Governance of telecoupling efforts has also been noted by scholars as a primary limitation to framework development. Cost-benefit analysis of telecoupling requires local and national involvement, occurring on multiple scales. It is suggested that local institutions reinforce their abilities to cope with larger markets, and that national institutions redirect some attention towards supporting local interests. Coordinating such ventures is hypothesized to centralize the telecoupling framework and allow for a flow of information and resources.
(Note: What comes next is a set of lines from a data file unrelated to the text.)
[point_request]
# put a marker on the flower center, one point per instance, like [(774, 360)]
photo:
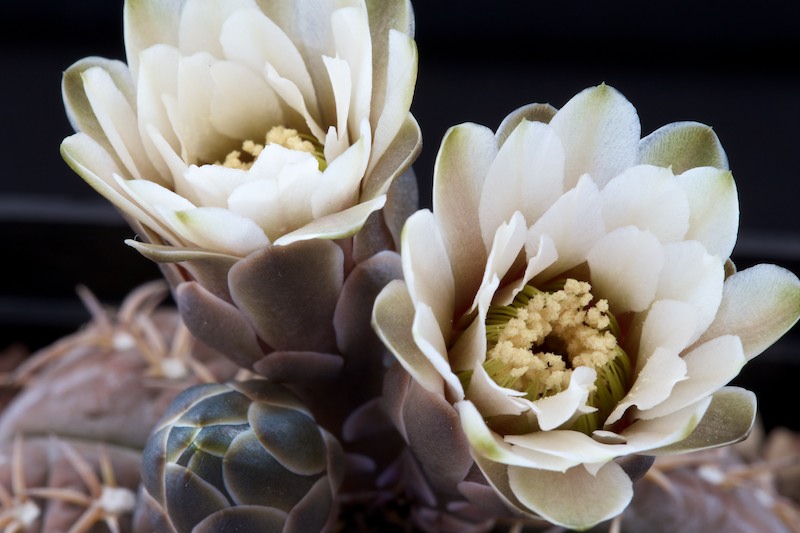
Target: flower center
[(288, 138), (535, 343)]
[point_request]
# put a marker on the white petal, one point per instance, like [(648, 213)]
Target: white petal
[(600, 132), (252, 39), (649, 198), (709, 367), (243, 105), (625, 266), (339, 186), (464, 157), (670, 324), (490, 398), (392, 318), (653, 384), (552, 411), (219, 230), (336, 225), (118, 120), (526, 176), (507, 244), (353, 43), (400, 80), (575, 225), (759, 304), (201, 24), (691, 275), (714, 205), (575, 499), (426, 267)]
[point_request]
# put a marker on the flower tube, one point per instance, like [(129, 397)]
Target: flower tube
[(571, 301)]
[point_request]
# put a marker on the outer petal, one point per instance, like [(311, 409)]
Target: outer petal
[(600, 131), (683, 145), (575, 499), (526, 175), (714, 204), (461, 165), (729, 419), (759, 304), (392, 319), (624, 267), (708, 367)]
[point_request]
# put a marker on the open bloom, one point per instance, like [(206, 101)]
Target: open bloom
[(571, 297), (240, 124)]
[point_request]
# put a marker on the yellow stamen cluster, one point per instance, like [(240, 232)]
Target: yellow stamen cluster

A final considerable limitation to telecoupling is an isolated view to network management. For example, groups interested in trade may heavily focus on money, information, and the resource being traded, while environmental aspects are largely ignored. Rather than finding a nexus between economy, society, and environment, interest groups may instead position themselves to suit their endeavors. While the economic variable of trade are evident (supply, demand, price), those that involve society and the environment cannot be overlooked. Understanding all flows among and between the variable of telecoupling is necessary for successful application of the framework. Moreover, comprehension of how these relationships change across various scales can be helpful in supporting the telecoupling framework and holistically analyzing broader themes of socioeconomic and environmental discourse.

== Conclusion ==

Globalization requires that autonomous governances interact, and therefore maintain interdependent relationships. However, telecoupling is an analytical tool that can only be applied to system interactions that include all the components of a telecoupled system. Without all components (three systems, agents, causes, effects, and flows) the relationship is not a telecoupling. As a result, while telecoupling is a framework that comprehensively recognizes both the socioeconomic and environmental factors present within system interactions, it cannot be universally applied nor used, as many system interactions can only be labeled as couplings, not telecouplings.